As a GC operation, we always strive to minimize negative effects to the indoor air quality by using only low- or non-VOC producing products and by using simple water solutions for all general cleaning. We have embarked on a program that uses the touchless system to remove soil and waste once a week in our restrooms, and we have eliminated all biocides or sanitizing products and replaced them with ionized water.

We are also in the process of developing a campuswide recycling program that will use mini cans to collect waste. We are working with departmental leads in each building to monitor waste streams to reduce campus-wide waste by 60 percent. We have reduced the need for annual hard-floor stripping through a floor maintenance plan based on a five-year cycle. Our process uses low-moisture auto scrubbers, microfiber, backpack vacuum particulate removal and ultra- high-speed burnishing.

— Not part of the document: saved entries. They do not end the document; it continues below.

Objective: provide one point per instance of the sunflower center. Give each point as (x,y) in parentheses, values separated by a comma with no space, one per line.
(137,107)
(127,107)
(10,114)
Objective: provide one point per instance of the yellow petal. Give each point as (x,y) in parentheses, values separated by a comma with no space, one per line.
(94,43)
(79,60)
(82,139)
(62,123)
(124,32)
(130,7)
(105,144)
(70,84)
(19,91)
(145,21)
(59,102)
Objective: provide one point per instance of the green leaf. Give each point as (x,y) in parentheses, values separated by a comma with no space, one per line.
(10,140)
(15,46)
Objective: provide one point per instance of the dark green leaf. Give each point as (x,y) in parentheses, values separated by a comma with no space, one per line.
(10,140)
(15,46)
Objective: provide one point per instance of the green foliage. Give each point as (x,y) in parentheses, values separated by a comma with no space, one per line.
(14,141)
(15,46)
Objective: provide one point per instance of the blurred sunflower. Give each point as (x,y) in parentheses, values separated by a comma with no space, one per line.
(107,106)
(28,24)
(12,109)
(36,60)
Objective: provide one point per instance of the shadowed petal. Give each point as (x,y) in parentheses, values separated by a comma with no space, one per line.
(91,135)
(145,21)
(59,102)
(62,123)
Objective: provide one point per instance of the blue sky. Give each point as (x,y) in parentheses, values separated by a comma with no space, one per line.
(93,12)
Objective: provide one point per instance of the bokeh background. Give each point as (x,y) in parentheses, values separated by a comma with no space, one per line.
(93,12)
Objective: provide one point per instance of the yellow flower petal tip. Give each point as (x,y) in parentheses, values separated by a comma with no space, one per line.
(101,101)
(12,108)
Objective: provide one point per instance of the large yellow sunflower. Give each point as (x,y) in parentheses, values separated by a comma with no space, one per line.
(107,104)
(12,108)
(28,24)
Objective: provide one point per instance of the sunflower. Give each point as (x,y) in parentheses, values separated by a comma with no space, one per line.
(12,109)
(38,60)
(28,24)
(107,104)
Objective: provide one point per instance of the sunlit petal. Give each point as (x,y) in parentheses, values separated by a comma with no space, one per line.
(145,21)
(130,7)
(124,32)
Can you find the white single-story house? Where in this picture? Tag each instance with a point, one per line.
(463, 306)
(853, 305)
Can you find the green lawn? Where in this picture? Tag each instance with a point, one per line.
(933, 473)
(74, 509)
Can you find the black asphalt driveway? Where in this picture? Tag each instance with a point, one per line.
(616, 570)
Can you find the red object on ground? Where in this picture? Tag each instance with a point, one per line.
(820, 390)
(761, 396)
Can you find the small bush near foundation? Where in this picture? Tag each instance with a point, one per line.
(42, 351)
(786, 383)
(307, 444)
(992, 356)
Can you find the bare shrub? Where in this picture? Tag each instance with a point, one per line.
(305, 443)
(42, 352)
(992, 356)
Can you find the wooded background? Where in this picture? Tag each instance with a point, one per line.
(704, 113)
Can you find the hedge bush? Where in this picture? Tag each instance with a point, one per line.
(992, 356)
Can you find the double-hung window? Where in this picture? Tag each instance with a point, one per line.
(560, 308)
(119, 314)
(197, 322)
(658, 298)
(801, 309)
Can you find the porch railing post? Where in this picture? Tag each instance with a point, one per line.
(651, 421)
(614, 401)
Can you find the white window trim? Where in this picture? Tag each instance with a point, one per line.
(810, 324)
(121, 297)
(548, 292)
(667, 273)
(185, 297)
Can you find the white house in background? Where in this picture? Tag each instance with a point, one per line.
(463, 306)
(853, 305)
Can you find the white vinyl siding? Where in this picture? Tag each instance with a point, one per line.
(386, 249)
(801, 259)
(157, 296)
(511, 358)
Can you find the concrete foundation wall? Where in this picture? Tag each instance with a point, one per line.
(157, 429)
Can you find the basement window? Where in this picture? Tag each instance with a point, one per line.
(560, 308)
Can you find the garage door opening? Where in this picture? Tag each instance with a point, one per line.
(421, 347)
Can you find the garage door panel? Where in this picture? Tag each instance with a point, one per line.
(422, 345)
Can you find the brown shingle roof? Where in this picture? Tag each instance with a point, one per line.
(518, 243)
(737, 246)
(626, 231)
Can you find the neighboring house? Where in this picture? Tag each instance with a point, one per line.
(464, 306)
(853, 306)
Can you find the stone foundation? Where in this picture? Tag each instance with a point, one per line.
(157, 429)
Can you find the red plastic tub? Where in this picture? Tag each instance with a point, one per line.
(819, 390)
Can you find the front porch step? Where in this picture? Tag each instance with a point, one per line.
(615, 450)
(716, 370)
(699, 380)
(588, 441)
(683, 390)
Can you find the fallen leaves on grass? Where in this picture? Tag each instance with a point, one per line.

We also use non-metal-link floor finish and GS40 certified stripper when we apply a finish coat.

Carpet cleaning is performed on a yearly basis for all public areas, including classrooms, lecture halls and departmental offices, and on a two-year cycle for faculty offices. Vacuuming is performed daily in public areas and once a week in faculty office spaces. Our department is rapidly transitioning to daytime cleaning schedules to reduce power usage and to form partnerships with our clients. Daytime cleaning also allows for greater flexibility when changes are required in our standard cleaning operations. Day cleaning also personalizes our operation by increasing public interface.

We have implemented the Breeze Custodial Data Tracking System to equalize workloads, provide a database for monthly team-cleaning assessment and for staff evaluations. Our performance evaluations are completed quarterly and are conducted in accordance with guidelines developed by the Association of Physical Plant Administrators. Section leaders conduct cleaning level inspections on a weekly basis. As a result of our team cleaning strategy, we focus more on educating our staff on the benefits of working together toward sustainable goals than on establishing measurable performance expectations. From a management position, section leaders determine the best process for accomplishing cleaning tasks and procedures in each building. We have discovered through this process of personal and professional accountability that emphasizing teamwork toward a common goal helps to assure both quality and cooperation on an individual level.

We communicate through email, voicemail and by cell phone to inform our clients and make sure they are aware of our ongoing concern for sustainability, green programs developments, and our plans for innovations to these programs in the future. As a team pursuing sustainable cleaning practices, we have formal training programs that include instruction and demonstrations from in-house personnel, guest lectures from company representatives and staff-designed presentations. All custodial staff members complete formal training sessions twice annually. We try to communicate with everyone on a regular basis and ongoing training plays a big part in keeping everyone up to speed with what's going on in the department.